Nvidia became the first company to reach $4 trillion in market value on Wednesday, a new threshold in Wall Street's bet that artificial intelligence will transform the economy.
Shortly after the stock market opened, Nvidia, which is led by electrical engineer Jensen Huang, vaulted as high as $164.42, giving it a valuation above $4 trillion before retreating slightly.
"The market has an incredible certainty that AI is the future," said Steve Sosnick of Interactive Brokers. "Nvidia is certainly the company most positioned to benefit from that gold rush."
Nvidia has now attained a market value greater than the GDP of France, Britain, a testament to investor confidence that AI will spur a new era of robotics and automation, potentially boosting productivity while also challenging incumbent sectors and companies.
The California chip company's latest surge is helping to drive a recovery in the broader stock market, even as Nvidia itself outperforms major indices. Part of this is due to relief that President Donald Trump has walked back his most draconian tariffs, which pummeled global markets in early April.

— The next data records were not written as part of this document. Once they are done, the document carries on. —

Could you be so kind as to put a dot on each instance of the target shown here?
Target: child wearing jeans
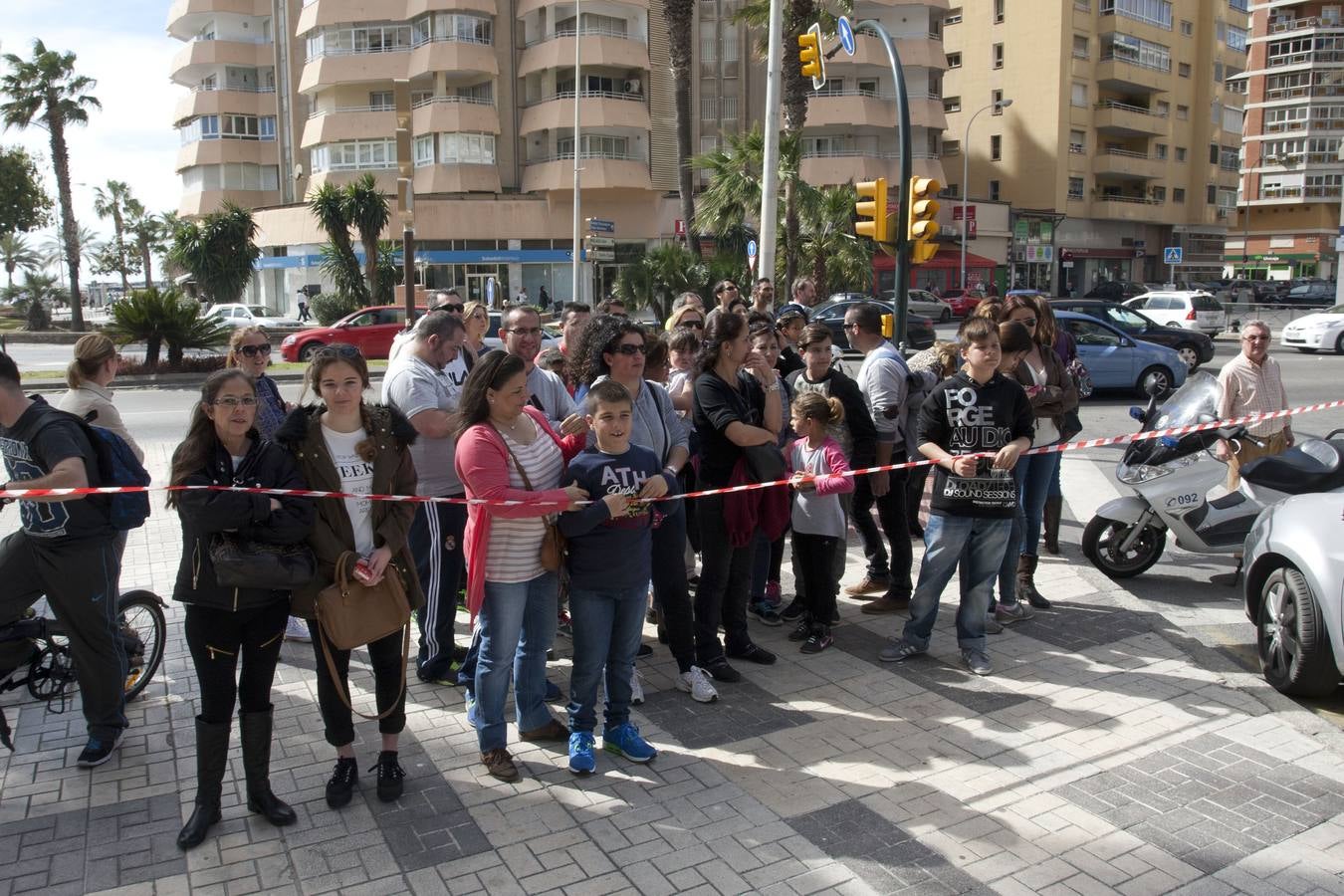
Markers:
(975, 499)
(817, 464)
(610, 546)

Even as Trump has announced new tariff actions in recent days, the S&P 500 and Nasdaq have lingered near records.
"You've seen the markets walk us back from a worst-case scenario in terms of tariffs," said Angelo Zino, technology analyst at CFRA Research.
While Nvidia still faces US export controls to China as well as broader tariff uncertainty, the company's deal to build AI infrastructure in Saudi Arabia during a Trump state visit in May showed there was also potential upside in Trump's trade policy.
"We've seen the administration using Nvidia chips as a bargaining chip," Zino said.
- Bullish on 2026 -
Nvidia's latest surge to $4 trillion marks a new threshold in a fairly consistent rise over the last two years as AI enthusiasm has built.
In 2025 so far, the company's shares have risen 20 percent, whereas the Nasdaq has gained six percent.
The Taiwan-born Huang has wowed investors with a series of advances, including its core product: graphics processing units (GPUs), which are foundational to many of the generative AI programs pursued throughout the technology sector, with applications in autonomous driving, robotics and other cutting-edge domains.
The company has also unveiled new advances in recent months, highlighting its Blackwell system, which Huang said in March will soon enable virtually all productions to be "created and brought to life long before it is realized physically."
However, Nvidia's winning streak was challenged early in 2025 following revelations about the Chinese DeepSeek venture, which prompted worries that AI investment growth would slow. The company lost some $600 billion in market valuation during this period.
Nvidia's Huang has welcomed DeepSeek as a growing presence in technology, while arguing against US export constraints.
In the most recent quarter, Nvidia reported earnings of nearly $19 billion despite a $4.5 billion hit from US export controls designed to limit sales of cutting-edge technology to China.
The first-quarter earnings period also revealed that momentum for AI remained strong throughout the tech industry. Many of the biggest technology companies -- Microsoft, Google, Amazon and Meta -- are racing each other in the multi-billion-dollar race to win the AI race.
A recent UBS survey of technology executives showed Nvidia widening its lead over rivals.
Zino said Nvidia's latest surge reflected a fuller understanding of DeepSeek, which has acted as a stimulant to investment for complex reasoning models rather than a threat to Nvidia's business.
Nvidia is at the forefront of "AI agents," the current focus in generative AI in which machines are able to reason and infer more than in the past, he said.
"Overall the demand landscape has improved for 2026 for these more complex reasoning models," Zino said.